Kinderinvaliditätsversicherung zahlt entweder ein einmaliges Kapital aus oder sie zahlt eine lebenslange Rente aus. Die Kinderinvaliditätsversicherung kann auch eine Kombination aus Kapital und lebenslanger Rente auszahlen. Mit der Kinderinvaliditätsversicherung können Eltern dafür sorgen, daß für das Kind oder die Kinder genug Geld zur Verfügung steht, falls eine Schwerbehinderung aufkommt.
Bei der Kinderinvaliditätsversicherung spielt es keine Rolle, ob die Schwerbehinderung von einer Krankheit bzw. Unfall herrührt. Das grösste Risiko bei den Kindern ist die Schwerbehinderung durch Krankheit. Sogar solch “leichte” Krankheiten, wie Masern oder Röteln, können sehr schwerwiegende Folgen für Kinder haben.
Mit der Schwerbehinderung steigen auch die finanziellen Probleme der Familie. Eine Kinderinvaliditätsversicherung ist zwar teurer als eine herkömmliche Kinderunfallversicherung, aber sie leistet auch deutlich mehr, da sie auch bei Krankheit eintritt. Am besten ist eine Kombination zwischen einer Kinderinvaliditätsversicherung und einer Kinderunfallversicherung.
Familien können bei Eintritt einer Schwerbehinderung, mit Abschluss einer Kinderinvaliditätsversicherung, mehr Betreungs- und Nachhilfekosten oder Therapien einfordern und bezahlen. Auch das Sinken des Gesamteinkommens der Familie, weil ein Ehepartner sich mehr um das Kind kümmert und sich aus dem Beruf zurückziehen muss, kann eine gut ausgestattete Kinderinvaliditätsversicherung auffangen.
Eine Kinderinvaliditätsversicherung sollte so früh wie möglich abgeschlossen werden. Einige Versicherungsgesellschaften bieten die Kinderinvaliditätsversicherung schon nach ein paar Wochen nach der Geburt an. Der frühe Versicherungsbeginn bei einer Kinderinvaliditätsversicherung ist deshalb so wichtig, da sobald der Verdacht einer Krankheit auftaucht, wahrscheinlich keine Versicherung mehr möglich ist.
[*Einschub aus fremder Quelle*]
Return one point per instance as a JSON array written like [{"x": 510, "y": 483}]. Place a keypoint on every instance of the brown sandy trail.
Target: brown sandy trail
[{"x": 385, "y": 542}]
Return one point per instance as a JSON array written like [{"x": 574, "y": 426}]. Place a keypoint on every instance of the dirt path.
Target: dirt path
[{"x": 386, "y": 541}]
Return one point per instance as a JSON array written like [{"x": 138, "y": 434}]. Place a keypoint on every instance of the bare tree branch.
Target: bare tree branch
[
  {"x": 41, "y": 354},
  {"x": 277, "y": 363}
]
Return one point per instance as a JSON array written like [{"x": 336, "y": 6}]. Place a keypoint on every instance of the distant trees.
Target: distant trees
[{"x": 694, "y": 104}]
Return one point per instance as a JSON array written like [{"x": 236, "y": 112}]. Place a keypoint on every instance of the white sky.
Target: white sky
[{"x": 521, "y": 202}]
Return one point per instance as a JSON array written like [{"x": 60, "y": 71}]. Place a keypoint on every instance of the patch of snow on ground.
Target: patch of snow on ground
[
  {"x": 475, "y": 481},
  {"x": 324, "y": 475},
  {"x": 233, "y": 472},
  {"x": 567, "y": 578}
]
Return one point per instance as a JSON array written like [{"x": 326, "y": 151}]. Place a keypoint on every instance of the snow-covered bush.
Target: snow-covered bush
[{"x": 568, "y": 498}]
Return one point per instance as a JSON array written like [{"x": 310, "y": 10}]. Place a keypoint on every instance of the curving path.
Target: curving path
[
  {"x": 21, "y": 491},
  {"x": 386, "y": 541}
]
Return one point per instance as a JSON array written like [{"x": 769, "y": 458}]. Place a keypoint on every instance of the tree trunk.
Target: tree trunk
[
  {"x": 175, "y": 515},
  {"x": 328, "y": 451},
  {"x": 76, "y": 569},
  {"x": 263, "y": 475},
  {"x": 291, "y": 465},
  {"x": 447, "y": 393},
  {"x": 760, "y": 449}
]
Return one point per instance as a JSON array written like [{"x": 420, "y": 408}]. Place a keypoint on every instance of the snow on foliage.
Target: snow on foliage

Man sollte auch auf die Bedingungen der Kinderinvaliditätsversicherung schauen und nachlesen,welche Leistungsausschlüsse bestehen. So bezahlen nicht alle Versicherungen bei Neurosen, Psychosen,Persönlichkeits- und Verhaltensstörungen. Leider gehören diese Ausschlüsse mit zu den häufigsten Ursachen bei einer Schwerbehinderung im Kindesalter. Auch Lernbehinderungen oder ADHS (Aufmerksamkeitsdefizit – Hyperaktivitätssyndrom) gehören zu diesen Ausschlüssen.
Auf diese Ausschlüsse verzichtet im Moment nur die Versicherungsgesellschaft R&V. Nur Unfälle und Krankheiten durch Bewusssteinsstörungen aufgrund suchterzeugender Mittel sind bei keiner Versicherungsgesellschaft mitversichert. Ein neues Gerichtsurteil hat dafür gesorgt, daß eine Kinderinvaliditätsversicherung eine Schwerbehinderung in Folge einer angeborenen Erkrankung nicht mehr ausschliessen darf. Allerdings darf die Krankheit natürlich nicht vor Abschluss einer Kinderinvaliditätsversicherung diagnotiziert worden sein.
Eine sehr nützliche Mehrleistung bietet die Absicherung der R&V Versicherung. Die Versicherung zahlt bei Krankheit und Unfall, zusätzlich zur versicherten Rente, eine einmalige Kapitalsumme in Höhe einer Jahresrente. Eine Kinderinvaliditätsversicherung ist vom Betrag zwar teurer als eine Kinderunfallversicherung, aber wenn man es sich leisten kann, sollte man auf den frühzeitigen Abschluss der Versicherung nicht verzichten.
Nicht verzichten sollte man auch auf eine private Rechtsschutzversicherung, sofern man noch keine besitzt. Geht es nämlich um die Pflicht zur Leistung, kann es unter Umständen zu einem Rechtsstreit mit der Kinderinvaliditätsversicherung kommen. Das kann zwar auch bei einer Hausratversicherung passieren, aber der finanzielle Hintergrund ist bei einer nicht annerkannten Leistung bei der Kinderinvaliditätsversicherung natürlich wesentlich höher.